A UMNS Report
By Chuck Long*
"I worry about the kids first," says Cora Lynn as she browses through rows of clothing racks. "Right now, it's not so good."
Lynn is on a mission. She is trying to find donated clothing and food for her children, and the House of the Carpenter has come to her rescue. "They always help," she says.
Based in Wheeling, W.Va., the House of the Carpenter was created in 1964 to help poor and disadvantaged people as a ministry related to the West Virginia Annual (regional) Conference of The United Methodist Church. The impact was immediate. Families with small children, the newly homeless and the elderly flocked to the two-room storefront on Wheeling Island.
Maple Newland selects clothing at the House of the Carpenter in Wheeling, W.Va. UMNS photos by Reed Galin.
On the second floor of its current and much larger location, the Rev. Jack Lipphardt, associate minister of the House of the Carpenter, looks away from his computer screen to gaze at the street below. "I see a city and a region of people that are in distress," he says.
West Virginia has a higher-than-average rate of poverty, leaving families like that of Barbara Riggle struggling.
"I get $52 in food stamps, so this helps a lot," says Riggle, a mother of three, as she scans the boys' clothing section at House of Carpenter. She also brings her family to the center for complimentary dinners twice a month. "This is about the only way I can get the kids what they need. I don't know what I'd do (otherwise), to be honest."
The ministry's list of needs continues to grow. On an average month in the mid-1970s, the center helped feed 50 families. Today, it helps feed more than 850 families. The organization also provides assistance to those having trouble paying for such essentials as rent, utilities, medical bills and transportation costs.
A goal for many organizations that assist the underprivileged is to provide food and shelter, but staff at the House of the Carpenter tries to look beyond those needs.
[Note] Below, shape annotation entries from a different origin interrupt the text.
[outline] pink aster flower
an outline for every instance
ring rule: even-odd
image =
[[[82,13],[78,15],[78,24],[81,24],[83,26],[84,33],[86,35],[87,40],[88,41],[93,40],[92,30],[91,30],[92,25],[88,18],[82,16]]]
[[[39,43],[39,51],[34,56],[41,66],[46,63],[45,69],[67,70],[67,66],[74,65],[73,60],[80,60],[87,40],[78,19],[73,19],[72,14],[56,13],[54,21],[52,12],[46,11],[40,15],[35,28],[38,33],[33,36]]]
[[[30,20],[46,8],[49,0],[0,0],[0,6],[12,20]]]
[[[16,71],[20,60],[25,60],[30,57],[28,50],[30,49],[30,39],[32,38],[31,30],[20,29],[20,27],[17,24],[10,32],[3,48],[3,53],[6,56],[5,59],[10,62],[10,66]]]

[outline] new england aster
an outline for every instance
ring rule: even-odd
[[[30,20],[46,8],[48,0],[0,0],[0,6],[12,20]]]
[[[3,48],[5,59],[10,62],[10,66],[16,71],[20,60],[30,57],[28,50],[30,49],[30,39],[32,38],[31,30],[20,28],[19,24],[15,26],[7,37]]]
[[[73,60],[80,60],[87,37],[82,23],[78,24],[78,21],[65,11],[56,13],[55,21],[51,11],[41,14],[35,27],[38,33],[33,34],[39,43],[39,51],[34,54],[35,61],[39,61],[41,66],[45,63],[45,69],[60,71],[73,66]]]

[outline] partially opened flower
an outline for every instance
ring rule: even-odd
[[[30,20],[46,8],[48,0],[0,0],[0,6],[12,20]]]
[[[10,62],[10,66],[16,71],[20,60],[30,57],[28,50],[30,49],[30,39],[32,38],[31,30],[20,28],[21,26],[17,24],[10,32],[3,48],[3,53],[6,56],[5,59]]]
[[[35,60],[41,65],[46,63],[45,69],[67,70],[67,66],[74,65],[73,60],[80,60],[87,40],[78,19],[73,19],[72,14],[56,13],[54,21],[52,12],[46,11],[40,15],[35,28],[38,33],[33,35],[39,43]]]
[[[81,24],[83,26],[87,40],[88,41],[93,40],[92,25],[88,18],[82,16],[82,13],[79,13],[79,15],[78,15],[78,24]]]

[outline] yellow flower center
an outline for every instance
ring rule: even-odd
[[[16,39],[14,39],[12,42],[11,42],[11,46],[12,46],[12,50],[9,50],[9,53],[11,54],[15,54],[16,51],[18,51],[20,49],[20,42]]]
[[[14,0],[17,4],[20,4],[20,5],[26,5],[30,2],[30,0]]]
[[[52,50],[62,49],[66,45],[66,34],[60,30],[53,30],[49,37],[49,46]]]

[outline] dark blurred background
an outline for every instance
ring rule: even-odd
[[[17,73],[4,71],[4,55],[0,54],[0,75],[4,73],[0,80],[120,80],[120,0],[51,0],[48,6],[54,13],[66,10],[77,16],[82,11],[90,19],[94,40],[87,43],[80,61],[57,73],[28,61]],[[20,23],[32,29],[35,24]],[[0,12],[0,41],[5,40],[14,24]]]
"We know the Band-Aid approach of providing food for someone provides an immediate response for a need," Lipphardt says, "but it doesn't solve the problem of why there's hunger, why there's no food in the house, why the children aren't doing well in school, why there are health issues. So we get involved in more long-range kinds of things, such as the creation of a health clinic."
More than 10,000 patients
The health clinic had a modest beginning but evolved quickly. "A free walk-in clinic was started in a Sunday school room and provided care to the working poor one day a week," he says. "It is now operating as a complete primary care center operating from three different sites. They have an active patient load of over 10,000 individuals."
Nurse practitioner Frances Smaltz examines Christine Siburt at the United Methodist-supported social services ministry.
The House of the Carpenter develops additional long-term programs exploring the root causes of hunger and poverty, and working to understand the health, education and human rights needs in communities. To pay for those, Lipphardt browses the Internet in search of grants.
"The need is up in this region. There's been a lot of industrial loss, a lot of job loss. People are getting older and can't make the contributions they once made."
Despite depressed economic times, Lipphardt remains positive, pointing to other success stories.
"One of the best ways to describe success is CAPE (Children And Parents in Education) that we combined with the school system," Lipphardt points out. "Project CAPE helps young parents finish their education while their children attend Head Start (the national program that promotes school readiness). The program was designed to help break the cycle of poverty."
Lipphardt is on a roll. "We have a large number of folks who are able to support themselves with new jobs as a result of the ministry of the church. They find their self-esteem and put their lives and families back together. They're not living in the mansion on the hill, but they're caring for themselves and taking care of the kids and, in some cases, even finding ways to cover college expenses for the kids. We're real proud of that."
Poverty is widespread
Discussing his passion for the House of the Carpenter, Lipphardt notes that poverty knocks on the door all too often. He feels compelled to counsel not just the oppressed but the fortunate as well.
"We as Christians can be pretty judgmental at times. There is not a face of what poverty looks like. It might be somebody sitting in the pew next to you in a pool of tears."
Downstairs from Lipphardt, another wave of less-fortunate people arrives to peruse fresh produce and search for clothes to take to their families.
Helping shoppers find what they need, House of the Carpenter organizer Ann Senkbeil observes, "It makes you aware of why we're here. It's not new clothes, but it's new to them. There are so many people that are very appreciative of what they get from here."
*Long is a freelance producer based in Nashville, Tenn.